Batchbook Customer Profile: The Chestertown Spy
As a resident of a small town, I really appreciate what Dave Wheelan has been able to do with the Chestertown Spy, an online newspaper for Chestertown, MD, population approximately 5,000. Helping a whole community stay in touch and stay informed deserves our applause, and it also deserved a Batchbook customer profile!
Tell us a little bit about The Chestertown Spy?
The Chestertown Spy is a hyper-local internet newspaper serving a small college town on the Eastern Shore of Maryland. We named the Spy in honor of the first physical newspaper printed in Chestertown, which started in 1793. It actually was a great little newspaper, that not only covered the news of the day, but did a fine job with the arts, poetry and even philosophy . We thought that was pretty cool and we loved the name, as does the town.
At the moment, Chestertown has a town population of 5,000 and an additional 3,000 in the greater region. Despite this small market, we have roughly 9,000 absolute unique visitors a month looking at over 90,000 pages of content. We also have had over 100 advertisers since we started.
How did you get started?
After a career in the non-profit sector for more than thirty years, I was eager to have a “second life,” so to speak. I left the University of California in late 2008 and spent six months in a very small town north of San Francisco called Point Reyes Station to study different types of businesses. Point Reyes is well known in the area as being a great incubator of small, creative non-profit or low-profit
businesses, so I thought it would be a great place to study a few of these with the idea of bringing one of them back to the Eastern Shore, where I had purchased a small cottage some ten years ago and wanted to live.
After “shadowing” a number of organizations, I was the most impressed that this small town of about 2,000 people could support not one, but two real good weekly newspapers. I felt it demonstrated how strong the urge is for people to know about what is going on in their community. Starting a e-newspaper was made even more attractive for me when I factored in the endless resources and tools the internet now provides, at very low cost, in reporting news and stories in general. It was a great fit for what I wanted to do.
How do you stay connected with your community?
In a small town, it is not particularly hard to stay connected.

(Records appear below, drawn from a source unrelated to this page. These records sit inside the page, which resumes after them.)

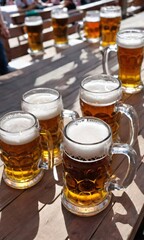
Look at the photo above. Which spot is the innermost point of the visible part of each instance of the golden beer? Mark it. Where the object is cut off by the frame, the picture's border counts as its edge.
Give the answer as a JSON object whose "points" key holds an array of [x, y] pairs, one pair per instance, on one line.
{"points": [[60, 29], [46, 105], [85, 184], [21, 149], [106, 113], [87, 166], [100, 96], [92, 26], [34, 28], [130, 57], [110, 18]]}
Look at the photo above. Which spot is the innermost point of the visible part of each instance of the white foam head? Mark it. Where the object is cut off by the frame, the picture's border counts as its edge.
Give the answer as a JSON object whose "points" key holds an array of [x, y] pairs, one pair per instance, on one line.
{"points": [[92, 16], [110, 11], [44, 105], [87, 139], [17, 128], [33, 21], [131, 38], [100, 92], [59, 13]]}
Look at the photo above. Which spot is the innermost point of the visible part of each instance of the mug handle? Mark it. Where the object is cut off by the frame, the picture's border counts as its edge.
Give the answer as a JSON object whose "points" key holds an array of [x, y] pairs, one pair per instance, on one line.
{"points": [[69, 115], [105, 52], [47, 159], [131, 155], [132, 116]]}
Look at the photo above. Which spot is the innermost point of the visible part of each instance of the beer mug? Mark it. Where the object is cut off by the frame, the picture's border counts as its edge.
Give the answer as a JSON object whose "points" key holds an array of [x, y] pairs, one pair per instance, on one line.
{"points": [[21, 150], [87, 166], [92, 26], [34, 28], [60, 18], [46, 104], [100, 96], [110, 18], [130, 47]]}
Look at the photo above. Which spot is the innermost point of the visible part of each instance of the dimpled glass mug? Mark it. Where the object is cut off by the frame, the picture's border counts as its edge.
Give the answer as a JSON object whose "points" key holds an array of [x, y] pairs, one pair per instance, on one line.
{"points": [[60, 18], [87, 166], [130, 48], [100, 96], [92, 26], [110, 18], [46, 104], [21, 150]]}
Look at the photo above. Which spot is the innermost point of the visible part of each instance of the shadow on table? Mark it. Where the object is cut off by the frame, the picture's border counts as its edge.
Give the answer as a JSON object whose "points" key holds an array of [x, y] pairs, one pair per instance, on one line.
{"points": [[104, 225], [21, 208]]}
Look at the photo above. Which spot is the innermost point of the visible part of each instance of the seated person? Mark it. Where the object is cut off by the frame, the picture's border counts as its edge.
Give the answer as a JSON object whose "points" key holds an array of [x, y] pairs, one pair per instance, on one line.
{"points": [[4, 33], [26, 5]]}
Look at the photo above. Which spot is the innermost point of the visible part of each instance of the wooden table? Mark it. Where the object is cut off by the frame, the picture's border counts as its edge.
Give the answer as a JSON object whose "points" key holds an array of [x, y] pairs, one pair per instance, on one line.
{"points": [[37, 213]]}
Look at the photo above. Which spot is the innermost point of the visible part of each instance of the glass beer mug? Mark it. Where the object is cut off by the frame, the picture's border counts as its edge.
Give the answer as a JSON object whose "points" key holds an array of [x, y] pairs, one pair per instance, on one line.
{"points": [[90, 27], [21, 150], [34, 28], [130, 47], [46, 104], [60, 18], [100, 96], [110, 18], [87, 166]]}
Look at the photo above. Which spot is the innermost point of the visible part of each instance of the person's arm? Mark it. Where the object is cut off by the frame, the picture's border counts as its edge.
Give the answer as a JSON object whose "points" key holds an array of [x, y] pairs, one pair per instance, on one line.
{"points": [[4, 32]]}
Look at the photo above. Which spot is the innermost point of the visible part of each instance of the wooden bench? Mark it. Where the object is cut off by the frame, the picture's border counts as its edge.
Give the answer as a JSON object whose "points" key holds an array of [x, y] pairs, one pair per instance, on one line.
{"points": [[17, 45]]}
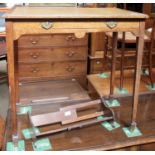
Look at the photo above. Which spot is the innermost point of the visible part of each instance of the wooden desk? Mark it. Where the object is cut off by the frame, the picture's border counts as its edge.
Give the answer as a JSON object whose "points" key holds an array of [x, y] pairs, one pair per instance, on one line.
{"points": [[24, 21]]}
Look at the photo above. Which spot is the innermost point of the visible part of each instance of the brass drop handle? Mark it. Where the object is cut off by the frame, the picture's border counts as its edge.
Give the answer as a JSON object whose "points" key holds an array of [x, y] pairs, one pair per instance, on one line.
{"points": [[70, 54], [35, 70], [70, 37], [34, 41], [34, 55], [98, 62], [70, 68], [111, 24]]}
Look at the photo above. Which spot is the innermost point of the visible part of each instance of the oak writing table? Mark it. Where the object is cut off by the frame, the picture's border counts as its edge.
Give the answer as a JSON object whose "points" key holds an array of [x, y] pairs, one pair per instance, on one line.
{"points": [[37, 21]]}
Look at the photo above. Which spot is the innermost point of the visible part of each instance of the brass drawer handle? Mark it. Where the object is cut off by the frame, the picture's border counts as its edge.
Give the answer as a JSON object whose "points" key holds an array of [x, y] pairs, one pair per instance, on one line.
{"points": [[70, 38], [70, 68], [47, 25], [111, 24], [70, 54], [35, 70], [98, 62], [33, 41], [34, 55]]}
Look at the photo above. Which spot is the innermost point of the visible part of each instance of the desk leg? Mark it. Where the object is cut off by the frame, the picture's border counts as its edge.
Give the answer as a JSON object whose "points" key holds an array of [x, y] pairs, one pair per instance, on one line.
{"points": [[139, 55], [122, 62], [113, 63], [11, 72], [150, 54]]}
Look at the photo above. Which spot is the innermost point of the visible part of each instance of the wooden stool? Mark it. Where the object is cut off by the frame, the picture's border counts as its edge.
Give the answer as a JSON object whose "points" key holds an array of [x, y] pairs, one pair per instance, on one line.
{"points": [[129, 37]]}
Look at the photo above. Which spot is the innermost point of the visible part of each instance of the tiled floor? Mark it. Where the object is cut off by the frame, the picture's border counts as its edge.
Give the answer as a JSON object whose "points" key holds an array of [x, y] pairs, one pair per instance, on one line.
{"points": [[4, 92]]}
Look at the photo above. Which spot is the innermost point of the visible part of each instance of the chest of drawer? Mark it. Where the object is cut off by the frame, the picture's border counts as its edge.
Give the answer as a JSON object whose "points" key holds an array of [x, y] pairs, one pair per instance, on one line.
{"points": [[52, 54], [30, 41], [41, 70]]}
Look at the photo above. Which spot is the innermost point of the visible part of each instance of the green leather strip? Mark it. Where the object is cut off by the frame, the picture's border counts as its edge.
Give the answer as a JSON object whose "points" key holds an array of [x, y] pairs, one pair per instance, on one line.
{"points": [[28, 133], [24, 110], [112, 103], [42, 145], [108, 125], [104, 75], [149, 87], [122, 91], [136, 132], [20, 147]]}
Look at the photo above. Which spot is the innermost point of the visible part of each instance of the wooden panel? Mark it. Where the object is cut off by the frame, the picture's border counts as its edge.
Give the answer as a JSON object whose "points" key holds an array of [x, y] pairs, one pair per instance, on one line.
{"points": [[52, 69], [30, 41], [72, 13], [57, 91], [52, 54]]}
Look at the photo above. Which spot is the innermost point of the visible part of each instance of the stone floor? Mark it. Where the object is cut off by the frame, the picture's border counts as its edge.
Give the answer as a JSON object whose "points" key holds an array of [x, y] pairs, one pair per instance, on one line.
{"points": [[4, 91]]}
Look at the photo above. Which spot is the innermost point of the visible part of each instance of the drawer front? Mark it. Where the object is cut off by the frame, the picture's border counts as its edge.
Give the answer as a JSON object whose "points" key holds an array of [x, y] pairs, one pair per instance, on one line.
{"points": [[35, 27], [30, 41], [52, 54], [53, 69]]}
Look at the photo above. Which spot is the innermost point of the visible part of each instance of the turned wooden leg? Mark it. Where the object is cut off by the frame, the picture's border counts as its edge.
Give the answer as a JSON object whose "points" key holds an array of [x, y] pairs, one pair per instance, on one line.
{"points": [[150, 54], [113, 63], [12, 79], [139, 55], [122, 61]]}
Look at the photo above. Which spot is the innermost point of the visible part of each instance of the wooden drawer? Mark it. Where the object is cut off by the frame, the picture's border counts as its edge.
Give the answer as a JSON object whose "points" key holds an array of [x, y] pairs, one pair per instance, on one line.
{"points": [[53, 69], [52, 54], [29, 41]]}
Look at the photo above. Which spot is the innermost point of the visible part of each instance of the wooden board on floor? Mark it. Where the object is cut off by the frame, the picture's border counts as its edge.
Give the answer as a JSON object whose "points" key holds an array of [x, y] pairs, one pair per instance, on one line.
{"points": [[102, 85], [96, 137]]}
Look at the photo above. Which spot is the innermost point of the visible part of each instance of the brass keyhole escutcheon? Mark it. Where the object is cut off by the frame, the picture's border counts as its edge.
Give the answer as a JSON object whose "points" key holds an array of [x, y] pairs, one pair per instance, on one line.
{"points": [[47, 25], [111, 25]]}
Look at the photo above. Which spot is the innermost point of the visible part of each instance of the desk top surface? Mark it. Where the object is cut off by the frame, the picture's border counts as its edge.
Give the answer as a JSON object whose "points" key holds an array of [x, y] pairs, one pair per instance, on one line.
{"points": [[20, 12]]}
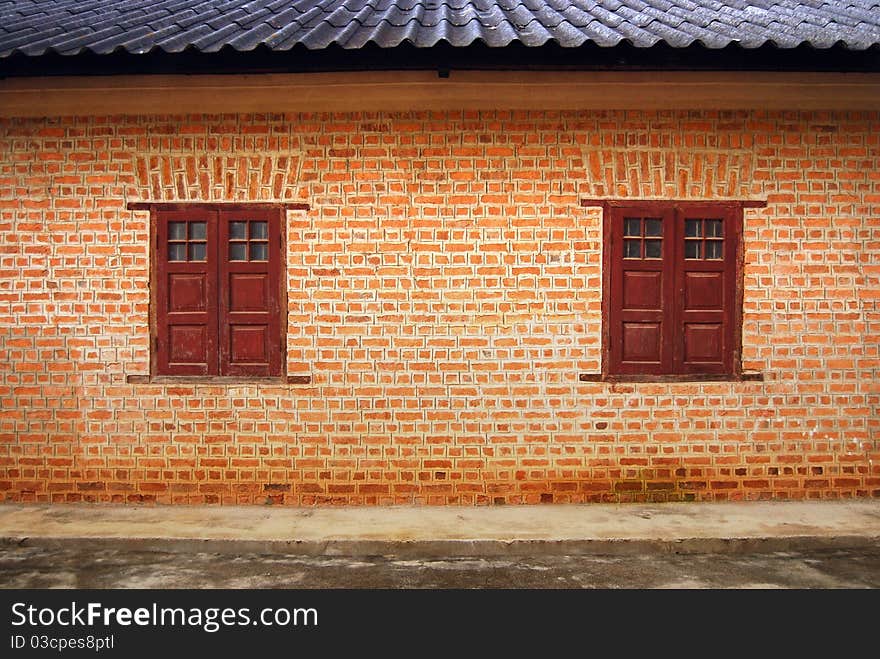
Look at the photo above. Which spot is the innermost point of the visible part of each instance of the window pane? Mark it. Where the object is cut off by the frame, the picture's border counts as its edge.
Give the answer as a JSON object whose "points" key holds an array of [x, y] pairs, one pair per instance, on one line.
{"points": [[653, 249], [632, 249], [259, 230], [714, 249], [197, 251], [238, 229], [177, 251], [197, 230], [692, 249], [632, 226], [259, 252], [177, 231], [238, 251]]}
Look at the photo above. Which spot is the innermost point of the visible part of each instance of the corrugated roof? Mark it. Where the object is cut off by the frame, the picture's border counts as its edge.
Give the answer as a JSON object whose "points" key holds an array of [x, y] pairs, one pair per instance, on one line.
{"points": [[70, 27]]}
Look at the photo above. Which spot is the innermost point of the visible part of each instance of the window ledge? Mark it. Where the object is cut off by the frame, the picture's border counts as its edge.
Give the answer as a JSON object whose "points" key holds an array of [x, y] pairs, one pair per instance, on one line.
{"points": [[227, 380], [751, 376]]}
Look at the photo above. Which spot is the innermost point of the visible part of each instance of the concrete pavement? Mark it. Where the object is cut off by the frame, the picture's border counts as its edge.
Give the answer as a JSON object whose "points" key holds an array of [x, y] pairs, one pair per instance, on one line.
{"points": [[425, 532]]}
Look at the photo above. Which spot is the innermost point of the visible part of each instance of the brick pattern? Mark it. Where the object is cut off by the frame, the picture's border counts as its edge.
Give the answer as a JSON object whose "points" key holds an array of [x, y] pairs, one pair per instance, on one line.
{"points": [[444, 294], [197, 175]]}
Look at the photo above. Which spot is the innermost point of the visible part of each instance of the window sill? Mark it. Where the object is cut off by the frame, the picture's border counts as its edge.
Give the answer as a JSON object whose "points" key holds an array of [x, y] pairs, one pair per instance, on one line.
{"points": [[227, 380], [743, 377]]}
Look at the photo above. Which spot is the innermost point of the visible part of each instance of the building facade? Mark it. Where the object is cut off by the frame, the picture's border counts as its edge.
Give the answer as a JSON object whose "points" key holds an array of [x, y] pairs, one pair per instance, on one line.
{"points": [[457, 302]]}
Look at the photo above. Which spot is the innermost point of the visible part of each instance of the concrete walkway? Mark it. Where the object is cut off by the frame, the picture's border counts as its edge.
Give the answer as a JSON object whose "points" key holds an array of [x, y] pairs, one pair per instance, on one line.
{"points": [[459, 531]]}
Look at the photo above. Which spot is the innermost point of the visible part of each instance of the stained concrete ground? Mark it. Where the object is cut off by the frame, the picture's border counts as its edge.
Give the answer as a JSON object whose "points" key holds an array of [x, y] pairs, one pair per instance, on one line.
{"points": [[834, 544], [32, 567]]}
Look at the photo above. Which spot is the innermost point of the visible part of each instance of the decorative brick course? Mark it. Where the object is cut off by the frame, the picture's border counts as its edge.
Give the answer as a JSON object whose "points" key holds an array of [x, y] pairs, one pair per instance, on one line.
{"points": [[444, 295]]}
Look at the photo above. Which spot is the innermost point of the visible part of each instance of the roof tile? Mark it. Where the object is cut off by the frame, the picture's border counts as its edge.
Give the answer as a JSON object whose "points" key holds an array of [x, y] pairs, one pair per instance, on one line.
{"points": [[34, 27]]}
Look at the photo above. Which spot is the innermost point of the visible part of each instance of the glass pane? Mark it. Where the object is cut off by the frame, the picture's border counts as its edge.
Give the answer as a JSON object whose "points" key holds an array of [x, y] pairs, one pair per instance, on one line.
{"points": [[197, 230], [632, 226], [177, 231], [653, 249], [259, 230], [632, 249], [238, 229], [238, 251], [692, 249], [197, 251], [653, 228], [259, 251], [714, 249], [177, 251]]}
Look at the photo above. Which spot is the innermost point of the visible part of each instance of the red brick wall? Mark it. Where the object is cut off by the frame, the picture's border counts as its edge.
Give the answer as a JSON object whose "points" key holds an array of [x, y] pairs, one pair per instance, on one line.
{"points": [[444, 294]]}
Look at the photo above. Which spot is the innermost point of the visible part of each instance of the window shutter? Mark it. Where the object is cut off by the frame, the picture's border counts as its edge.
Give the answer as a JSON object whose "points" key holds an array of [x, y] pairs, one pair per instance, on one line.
{"points": [[186, 293], [640, 315], [672, 288], [705, 287], [250, 300]]}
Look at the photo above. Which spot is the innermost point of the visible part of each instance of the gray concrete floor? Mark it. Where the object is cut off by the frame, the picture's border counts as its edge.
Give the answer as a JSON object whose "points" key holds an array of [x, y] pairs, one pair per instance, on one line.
{"points": [[35, 567]]}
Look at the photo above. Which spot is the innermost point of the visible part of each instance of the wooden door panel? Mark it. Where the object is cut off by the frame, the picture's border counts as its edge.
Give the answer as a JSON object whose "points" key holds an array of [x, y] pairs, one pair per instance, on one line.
{"points": [[642, 290], [186, 293], [641, 343], [249, 292], [187, 345], [248, 345], [704, 343], [703, 291], [250, 307]]}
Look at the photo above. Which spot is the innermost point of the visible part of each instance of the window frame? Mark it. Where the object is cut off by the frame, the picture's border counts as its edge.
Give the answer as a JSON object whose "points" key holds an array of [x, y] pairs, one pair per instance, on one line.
{"points": [[161, 214], [732, 209]]}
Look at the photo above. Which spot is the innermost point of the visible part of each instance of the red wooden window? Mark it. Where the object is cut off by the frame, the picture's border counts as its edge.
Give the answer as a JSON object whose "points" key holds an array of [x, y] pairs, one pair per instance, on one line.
{"points": [[672, 289], [217, 292]]}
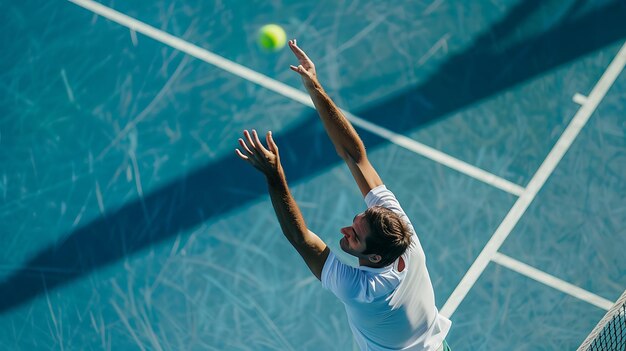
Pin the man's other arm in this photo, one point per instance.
(267, 160)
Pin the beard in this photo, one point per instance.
(343, 243)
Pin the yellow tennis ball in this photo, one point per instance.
(272, 37)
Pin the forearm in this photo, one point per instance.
(340, 131)
(287, 210)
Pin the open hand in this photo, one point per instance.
(264, 159)
(306, 68)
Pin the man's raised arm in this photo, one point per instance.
(347, 142)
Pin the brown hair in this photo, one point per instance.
(390, 235)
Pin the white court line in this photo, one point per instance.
(537, 181)
(551, 281)
(296, 95)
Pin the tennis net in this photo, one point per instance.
(610, 333)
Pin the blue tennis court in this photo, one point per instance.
(128, 222)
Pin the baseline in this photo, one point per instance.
(291, 93)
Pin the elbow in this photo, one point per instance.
(354, 157)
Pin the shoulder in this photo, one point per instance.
(356, 284)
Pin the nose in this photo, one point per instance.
(345, 231)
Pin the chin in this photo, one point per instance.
(345, 248)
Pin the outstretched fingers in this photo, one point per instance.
(302, 57)
(270, 143)
(258, 142)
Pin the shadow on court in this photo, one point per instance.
(482, 70)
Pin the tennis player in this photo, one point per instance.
(389, 298)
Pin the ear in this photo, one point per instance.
(374, 258)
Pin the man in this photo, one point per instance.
(389, 298)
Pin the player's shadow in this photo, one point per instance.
(480, 71)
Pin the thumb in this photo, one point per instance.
(270, 142)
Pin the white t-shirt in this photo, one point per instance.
(388, 309)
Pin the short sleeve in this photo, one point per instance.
(344, 281)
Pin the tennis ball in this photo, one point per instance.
(272, 37)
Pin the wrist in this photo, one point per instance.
(312, 84)
(276, 176)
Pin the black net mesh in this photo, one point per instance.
(610, 333)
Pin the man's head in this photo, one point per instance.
(377, 235)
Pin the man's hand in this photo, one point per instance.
(306, 69)
(265, 160)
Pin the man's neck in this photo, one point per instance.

In fact, it sometimes is far more difficult to disconnect. Having said that, the Spy team every day gets story tips and information simply by interacting with neighbors, going to the coffee shop, or just getting a haircut.
One of the nicer things about having an e-newspaper is the boundless ways you can interact with your readers. Since we started in 2009, over 6,000 comments have been posted expressing different points of view on a subject or issue, and all of it was quite civilized. It’s really wonderful to witness that every day.
Do you use a team-based approach to publish the Chestertown Spy?
I do. While I am the only employee, I have about ten to twelve freelance writers, art designers, web designers, photographers, videographers and ad sales folks working with the Spy at any given time. There is so much to cover, even in a small town, and therefore those team dynamics are critical for our success.
How has technology changed the way you do business?
Beyond the e-newspaper itself, the way in which the Spy team collaborates using technology is just amazing. We all use Skype, Batchbook, Freshbooks, and Mailchimp on a daily basis to get the work done. Editors work with writers on copy electronically using Google Docs or through WordPress. Photos and video clips are shared back and forth using Dropbox. I can say categorically the Spy would not exist without these tools.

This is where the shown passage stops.